It is the first week on the job. You find yourself looking over the various processes of the new company. Production line 1 has a Sigma Level of 3.4, while production line 2 has a Sigma Level of 4.8. What do these numbers represent? Which line is doing better?
You ask a supervisor while touring the production floor. However, all you get in response is, “I don’t have any idea what these numbers mean. I’ve been told higher is better for quality, but I don’t know why. It’s all Greek to me.”
The last response elicits a half smile from you, but you walk away not understanding this metric. What does sigma level mean?
An Overview: What Is a Sigma Level?
The Sigma Level is a statistical calculation. It takes short-term information regarding the defects per million opportunities (DPMO) of a process. Further, it factors in the inclination of a process to shift and gives a level score representing the modified DPMO. It uses this shift to determine if the quality capability of the process meets customer requirements over time.
For example, 1-Sigma represents a poor level of quality, with 691,462 defects per million opportunities over time. This demonstrates a failure rate of over 69.1%. A level of 6-Sigma represents a high level of quality, with 3.4 defects per million opportunities.
It is this Sigma Level that leads to the term Six Sigma. This is a philosophy of delivering near-perfect products by eliminating defects.
Motorola engineers discovered that many of their operations were prone to shift 1.5 Sigma over time. Assuming normal distribution and normal variation of the mean, the specification limits would need to be set at a particular sigma level to achieve the desired defects per million opportunities level.
How It Applies to Your Deliverables
For example, if the long-term desired maximum defects per million were 6,210 defects per million opportunities, factoring in the 1.5 shift over time, a specification limit of +/- 4 Sigma would be required. The goal of many programs is to reach a specification limit of +/- 6-Sigma, or 3.4 defects per million.
The actual calculation for Sigma Level is commonly calculated by using a spreadsheet or online conversion webpage. Start by calculating the defects per million opportunities (DPMO) as it is currently understood. Next, find a sigma level conversion table to determine the sigma level.
The calculation will factor in the 1.5 shift over time and give you the sigma level for the process. This page will also give you defect percentage and yield values to expect over time.
Certain advanced understandings of the level can be found here. This article goes into additional detail regarding the formula as well as more information on how the formula is designed.

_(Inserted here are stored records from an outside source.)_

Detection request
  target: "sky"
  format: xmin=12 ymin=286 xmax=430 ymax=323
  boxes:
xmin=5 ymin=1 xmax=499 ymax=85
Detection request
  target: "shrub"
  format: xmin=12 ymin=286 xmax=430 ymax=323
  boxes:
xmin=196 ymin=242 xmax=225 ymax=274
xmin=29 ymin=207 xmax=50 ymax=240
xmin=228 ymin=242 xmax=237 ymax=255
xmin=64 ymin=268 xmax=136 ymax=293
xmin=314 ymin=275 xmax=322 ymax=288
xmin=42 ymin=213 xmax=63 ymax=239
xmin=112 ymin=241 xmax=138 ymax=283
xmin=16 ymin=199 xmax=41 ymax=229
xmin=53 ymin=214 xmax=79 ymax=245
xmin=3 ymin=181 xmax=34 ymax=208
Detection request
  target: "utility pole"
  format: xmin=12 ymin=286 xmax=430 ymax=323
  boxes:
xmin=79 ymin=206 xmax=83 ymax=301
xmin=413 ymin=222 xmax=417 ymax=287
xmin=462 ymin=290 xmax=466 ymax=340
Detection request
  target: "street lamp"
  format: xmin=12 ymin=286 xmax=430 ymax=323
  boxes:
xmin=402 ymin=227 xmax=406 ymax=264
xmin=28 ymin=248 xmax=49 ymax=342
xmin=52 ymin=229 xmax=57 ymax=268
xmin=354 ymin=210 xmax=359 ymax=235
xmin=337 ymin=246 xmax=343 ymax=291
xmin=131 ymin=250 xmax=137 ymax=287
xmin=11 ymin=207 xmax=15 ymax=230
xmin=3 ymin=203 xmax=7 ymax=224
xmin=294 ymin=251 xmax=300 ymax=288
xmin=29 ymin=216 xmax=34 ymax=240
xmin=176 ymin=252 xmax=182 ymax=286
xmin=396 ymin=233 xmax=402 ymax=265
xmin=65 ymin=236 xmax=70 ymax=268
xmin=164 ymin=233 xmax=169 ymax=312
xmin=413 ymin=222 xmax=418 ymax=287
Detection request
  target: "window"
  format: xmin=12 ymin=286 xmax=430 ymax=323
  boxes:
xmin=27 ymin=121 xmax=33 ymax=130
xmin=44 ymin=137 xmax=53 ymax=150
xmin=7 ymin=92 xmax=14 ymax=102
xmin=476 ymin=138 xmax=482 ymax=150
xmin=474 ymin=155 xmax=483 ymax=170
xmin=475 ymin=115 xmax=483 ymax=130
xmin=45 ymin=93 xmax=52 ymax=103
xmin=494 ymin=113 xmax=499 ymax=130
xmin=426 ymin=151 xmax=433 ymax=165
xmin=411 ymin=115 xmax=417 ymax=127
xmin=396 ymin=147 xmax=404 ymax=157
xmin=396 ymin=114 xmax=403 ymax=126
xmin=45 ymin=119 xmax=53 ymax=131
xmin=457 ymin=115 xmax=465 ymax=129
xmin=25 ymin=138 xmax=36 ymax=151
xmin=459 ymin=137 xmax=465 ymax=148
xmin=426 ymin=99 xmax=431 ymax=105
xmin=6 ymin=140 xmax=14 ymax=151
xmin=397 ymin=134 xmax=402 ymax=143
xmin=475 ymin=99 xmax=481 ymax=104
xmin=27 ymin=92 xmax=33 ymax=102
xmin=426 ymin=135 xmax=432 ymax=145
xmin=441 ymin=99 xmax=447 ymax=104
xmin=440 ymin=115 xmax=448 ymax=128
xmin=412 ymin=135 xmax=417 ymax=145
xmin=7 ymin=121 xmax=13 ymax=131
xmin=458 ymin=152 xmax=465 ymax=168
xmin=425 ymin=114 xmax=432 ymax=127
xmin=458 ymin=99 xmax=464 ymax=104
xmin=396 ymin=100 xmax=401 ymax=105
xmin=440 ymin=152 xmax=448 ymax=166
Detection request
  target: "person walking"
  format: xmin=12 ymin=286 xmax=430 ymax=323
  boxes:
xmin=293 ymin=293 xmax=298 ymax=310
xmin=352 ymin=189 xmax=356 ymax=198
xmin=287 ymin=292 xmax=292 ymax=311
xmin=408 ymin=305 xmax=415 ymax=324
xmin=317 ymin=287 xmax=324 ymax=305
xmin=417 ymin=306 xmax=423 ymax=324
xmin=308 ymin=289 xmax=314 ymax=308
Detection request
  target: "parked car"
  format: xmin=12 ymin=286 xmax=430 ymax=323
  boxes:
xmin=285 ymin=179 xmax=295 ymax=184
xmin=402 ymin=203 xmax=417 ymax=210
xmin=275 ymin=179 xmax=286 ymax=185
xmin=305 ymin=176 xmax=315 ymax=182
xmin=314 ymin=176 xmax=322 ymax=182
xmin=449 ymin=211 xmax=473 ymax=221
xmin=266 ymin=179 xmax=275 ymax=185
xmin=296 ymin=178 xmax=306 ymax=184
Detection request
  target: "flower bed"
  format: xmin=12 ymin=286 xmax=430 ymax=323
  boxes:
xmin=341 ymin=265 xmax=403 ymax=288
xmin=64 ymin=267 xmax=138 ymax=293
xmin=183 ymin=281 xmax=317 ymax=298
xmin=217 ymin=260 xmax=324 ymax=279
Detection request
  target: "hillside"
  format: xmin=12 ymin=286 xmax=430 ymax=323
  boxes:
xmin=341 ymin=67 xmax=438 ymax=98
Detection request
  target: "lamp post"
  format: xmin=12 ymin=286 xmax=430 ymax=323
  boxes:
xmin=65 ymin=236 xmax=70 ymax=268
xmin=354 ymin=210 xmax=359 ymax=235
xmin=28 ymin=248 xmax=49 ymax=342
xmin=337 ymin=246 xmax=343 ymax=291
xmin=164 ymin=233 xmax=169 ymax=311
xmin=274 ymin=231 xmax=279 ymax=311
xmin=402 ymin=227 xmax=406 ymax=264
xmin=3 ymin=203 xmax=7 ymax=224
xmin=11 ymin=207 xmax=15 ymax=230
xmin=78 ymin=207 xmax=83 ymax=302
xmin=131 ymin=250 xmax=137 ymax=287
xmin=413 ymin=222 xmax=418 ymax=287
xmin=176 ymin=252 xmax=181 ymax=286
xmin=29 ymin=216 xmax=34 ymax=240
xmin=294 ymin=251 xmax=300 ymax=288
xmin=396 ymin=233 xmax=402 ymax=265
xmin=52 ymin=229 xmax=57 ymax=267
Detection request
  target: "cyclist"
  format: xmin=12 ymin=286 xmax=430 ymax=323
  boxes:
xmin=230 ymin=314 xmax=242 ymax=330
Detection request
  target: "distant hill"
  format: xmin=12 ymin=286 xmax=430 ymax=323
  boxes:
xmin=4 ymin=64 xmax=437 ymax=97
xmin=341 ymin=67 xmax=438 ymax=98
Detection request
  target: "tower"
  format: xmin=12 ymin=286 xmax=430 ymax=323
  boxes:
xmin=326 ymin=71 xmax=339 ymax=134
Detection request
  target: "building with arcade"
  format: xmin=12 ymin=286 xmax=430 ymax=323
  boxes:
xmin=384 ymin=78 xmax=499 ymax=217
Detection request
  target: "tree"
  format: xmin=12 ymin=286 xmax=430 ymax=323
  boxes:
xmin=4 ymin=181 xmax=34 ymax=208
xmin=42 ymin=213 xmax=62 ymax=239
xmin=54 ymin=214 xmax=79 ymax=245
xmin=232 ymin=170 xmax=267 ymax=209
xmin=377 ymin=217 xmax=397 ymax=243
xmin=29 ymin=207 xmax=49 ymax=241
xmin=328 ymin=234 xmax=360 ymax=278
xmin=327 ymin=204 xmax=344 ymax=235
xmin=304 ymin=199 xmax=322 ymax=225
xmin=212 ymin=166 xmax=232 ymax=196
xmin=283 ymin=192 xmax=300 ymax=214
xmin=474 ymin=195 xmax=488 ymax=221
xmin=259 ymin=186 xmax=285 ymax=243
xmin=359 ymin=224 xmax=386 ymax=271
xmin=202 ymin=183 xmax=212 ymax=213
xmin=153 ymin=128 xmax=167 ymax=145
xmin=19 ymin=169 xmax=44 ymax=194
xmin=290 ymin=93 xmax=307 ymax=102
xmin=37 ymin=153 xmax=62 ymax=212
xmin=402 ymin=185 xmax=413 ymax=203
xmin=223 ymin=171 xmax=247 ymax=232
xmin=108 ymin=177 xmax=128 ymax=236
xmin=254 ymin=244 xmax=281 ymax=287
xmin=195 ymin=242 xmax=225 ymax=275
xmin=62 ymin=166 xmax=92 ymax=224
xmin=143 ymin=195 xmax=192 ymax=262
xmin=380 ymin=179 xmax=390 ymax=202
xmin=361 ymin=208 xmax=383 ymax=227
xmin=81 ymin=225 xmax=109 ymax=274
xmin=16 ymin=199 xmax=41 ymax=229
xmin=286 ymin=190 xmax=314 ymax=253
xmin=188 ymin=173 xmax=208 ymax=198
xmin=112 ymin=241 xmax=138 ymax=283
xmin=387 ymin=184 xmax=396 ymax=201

3 Benefits of Attending to Sigma Level
Sigma Level is often used as a way to understand the current quality capabilities of a process, how this level matches up with customer expectations, where possible areas of improvement may reside, and as verification that a process improvement project has had the intended effects.
Understanding Your Current Process Quality Capabilities vs. Customer Expectations
Remember that value is determined by the customer. Some processes can afford to have a lower sigma level, as the level of quality required by the customer is not the highest. The customer may not always be willing to pay for a process with the highest quality standards.
Other processes, such as those that can affect lives, must be capable of reaching a much higher level. Measuring the level helps you understand the current quality capabilities of a process, but it also requires a company to ask if this level is set at the right level for what the customer is willing to pay, and for the safety requirements of the process.
Demonstrate Lost Capacity Over Time
Low levels can be a great place to investigate lost capacity over time. Each time a defect occurs, it becomes a non-value-added drain to the organization. Significant costs to material and labor used during defect correction can occur.
When Sigma levels baseline values are extremely low, it can be a major cost savings opportunity to address.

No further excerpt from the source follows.